Where once, copper, iron ore, gold, the Aussie and Canadian dollars and even wheat were the assets du jour, today, it’s very much all about the widely-acknowledged slowdown in the emerging market powerhouses like China, Brazil, Russia and most of ASEAN and how that impacts upon demand for commodities.
So is the party over for commodities? Kaito Natsuhiko, Chief Economist at Tokyo-based private equity and investment house Hawk Trade doesn’t think so.
“Many investors held commodities to try to tap into demand from the growing middle classes in BRICS countries and as a way of hedging against the debasement or devaluation of currencies caused by central bank quantitative easing in developed economies. Now that those policies seem to be coming toward the end of their lifespan, the general wisdom is that investors have sold up and moved into other assets but we don’t think the devaluation of money is anywhere near being complete. We think that governments and central banks will never be able to completely end these policies. One only need look at what the Bank of Japan is doing by printing trillions of yen to create inflation. The US may be visibly unwinding stimulus but, rest assured, they will return to the printing presses as soon as stocks crash or bond yields track too high causing mortgages rates to rise and the cost of US government borrowing to become too expensive,” he said.

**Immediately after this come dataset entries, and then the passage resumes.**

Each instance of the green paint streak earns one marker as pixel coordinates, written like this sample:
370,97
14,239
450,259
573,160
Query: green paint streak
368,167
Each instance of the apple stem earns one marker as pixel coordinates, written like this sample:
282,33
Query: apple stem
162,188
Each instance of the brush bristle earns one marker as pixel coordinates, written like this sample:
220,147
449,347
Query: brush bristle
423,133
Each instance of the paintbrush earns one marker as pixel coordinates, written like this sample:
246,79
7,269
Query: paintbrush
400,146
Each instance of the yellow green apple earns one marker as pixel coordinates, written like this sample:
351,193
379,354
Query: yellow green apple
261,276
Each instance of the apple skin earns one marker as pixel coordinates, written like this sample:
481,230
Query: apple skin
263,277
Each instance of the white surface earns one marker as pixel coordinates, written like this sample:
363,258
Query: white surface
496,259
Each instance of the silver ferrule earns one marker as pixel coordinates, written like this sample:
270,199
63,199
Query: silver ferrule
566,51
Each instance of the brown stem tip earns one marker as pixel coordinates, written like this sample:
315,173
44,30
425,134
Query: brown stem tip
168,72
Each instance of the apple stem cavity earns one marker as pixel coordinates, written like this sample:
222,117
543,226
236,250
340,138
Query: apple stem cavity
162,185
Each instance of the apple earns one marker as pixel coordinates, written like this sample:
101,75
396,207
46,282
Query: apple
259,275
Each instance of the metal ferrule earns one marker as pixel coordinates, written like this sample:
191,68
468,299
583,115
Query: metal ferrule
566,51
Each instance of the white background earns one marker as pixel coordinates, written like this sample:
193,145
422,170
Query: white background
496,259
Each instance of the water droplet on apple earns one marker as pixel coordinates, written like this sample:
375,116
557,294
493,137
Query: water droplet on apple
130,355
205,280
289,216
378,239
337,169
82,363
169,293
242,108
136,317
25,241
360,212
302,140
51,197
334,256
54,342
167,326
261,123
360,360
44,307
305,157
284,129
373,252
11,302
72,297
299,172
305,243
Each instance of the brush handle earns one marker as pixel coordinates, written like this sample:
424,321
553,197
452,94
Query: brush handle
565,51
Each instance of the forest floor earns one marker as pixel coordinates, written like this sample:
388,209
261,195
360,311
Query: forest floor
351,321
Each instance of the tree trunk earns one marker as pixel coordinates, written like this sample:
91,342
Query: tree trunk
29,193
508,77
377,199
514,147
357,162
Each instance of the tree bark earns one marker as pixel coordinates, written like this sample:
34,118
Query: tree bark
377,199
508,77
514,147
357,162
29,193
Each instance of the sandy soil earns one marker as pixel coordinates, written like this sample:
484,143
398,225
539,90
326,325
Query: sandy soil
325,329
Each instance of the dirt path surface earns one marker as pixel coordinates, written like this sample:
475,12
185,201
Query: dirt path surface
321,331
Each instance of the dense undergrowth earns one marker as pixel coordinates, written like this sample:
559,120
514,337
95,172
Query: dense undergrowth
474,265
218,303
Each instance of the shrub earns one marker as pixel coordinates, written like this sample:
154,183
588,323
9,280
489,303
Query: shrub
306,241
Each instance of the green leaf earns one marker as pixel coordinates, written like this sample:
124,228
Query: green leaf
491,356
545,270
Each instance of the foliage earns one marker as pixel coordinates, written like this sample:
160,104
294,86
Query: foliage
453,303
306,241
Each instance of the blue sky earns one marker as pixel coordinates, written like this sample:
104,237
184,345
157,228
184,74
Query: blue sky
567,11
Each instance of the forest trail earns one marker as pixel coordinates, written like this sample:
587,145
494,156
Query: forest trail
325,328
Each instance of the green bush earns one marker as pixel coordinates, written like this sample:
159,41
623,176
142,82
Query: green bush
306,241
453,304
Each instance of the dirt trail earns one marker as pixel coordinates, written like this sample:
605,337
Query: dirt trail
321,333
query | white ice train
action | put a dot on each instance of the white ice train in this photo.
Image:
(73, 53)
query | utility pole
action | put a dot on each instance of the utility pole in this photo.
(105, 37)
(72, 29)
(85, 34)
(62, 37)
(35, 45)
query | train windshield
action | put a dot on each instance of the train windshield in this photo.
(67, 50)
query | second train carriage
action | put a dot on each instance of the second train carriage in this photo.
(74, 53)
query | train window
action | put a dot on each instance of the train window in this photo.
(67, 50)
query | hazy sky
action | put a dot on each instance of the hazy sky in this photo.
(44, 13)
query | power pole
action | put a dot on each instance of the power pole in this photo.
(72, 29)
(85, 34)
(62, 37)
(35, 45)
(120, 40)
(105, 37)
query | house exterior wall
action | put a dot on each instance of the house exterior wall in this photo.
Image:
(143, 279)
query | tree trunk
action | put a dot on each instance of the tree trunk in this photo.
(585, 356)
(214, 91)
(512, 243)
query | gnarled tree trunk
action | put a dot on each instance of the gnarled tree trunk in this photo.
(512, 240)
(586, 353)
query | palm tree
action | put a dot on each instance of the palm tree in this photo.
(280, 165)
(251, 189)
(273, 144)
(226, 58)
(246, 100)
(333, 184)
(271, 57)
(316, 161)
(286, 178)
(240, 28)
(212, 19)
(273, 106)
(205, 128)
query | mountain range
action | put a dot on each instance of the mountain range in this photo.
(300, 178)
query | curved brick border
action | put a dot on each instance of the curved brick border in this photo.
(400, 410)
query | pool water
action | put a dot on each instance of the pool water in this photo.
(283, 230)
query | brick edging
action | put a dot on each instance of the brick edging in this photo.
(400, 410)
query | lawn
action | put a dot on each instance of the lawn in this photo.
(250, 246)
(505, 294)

Hawk Trade takes a long term views of the investment landscape and although the media collectively swears the global economy is improving, we know that this is not the case. The US came out of recession in 2009 and it’s still nowhere near achieving the kind of escape velocity all that quantitative easing promised to deliver,” he continued.
Hawk Trade says it is still bullish on precious metals and that gold below $1300.00/oz is a “screaming buy”. It likes iron ore and copper over the short-medium term reasoning that while Chinese authorities may be deliberately engineering a slowdown, they will not hesitate to add stimulus when growth slows too far, too quickly.
“In our view, the commodities supercycle has some way to run but proceedings are just pausing for a short time in the form of a much-needed correction. A bet on commodities is a bet against the ability of the central banks to continue to manage markets; you’re betting against the tail wagging the dog,” concluded Mr. Natsuhiko.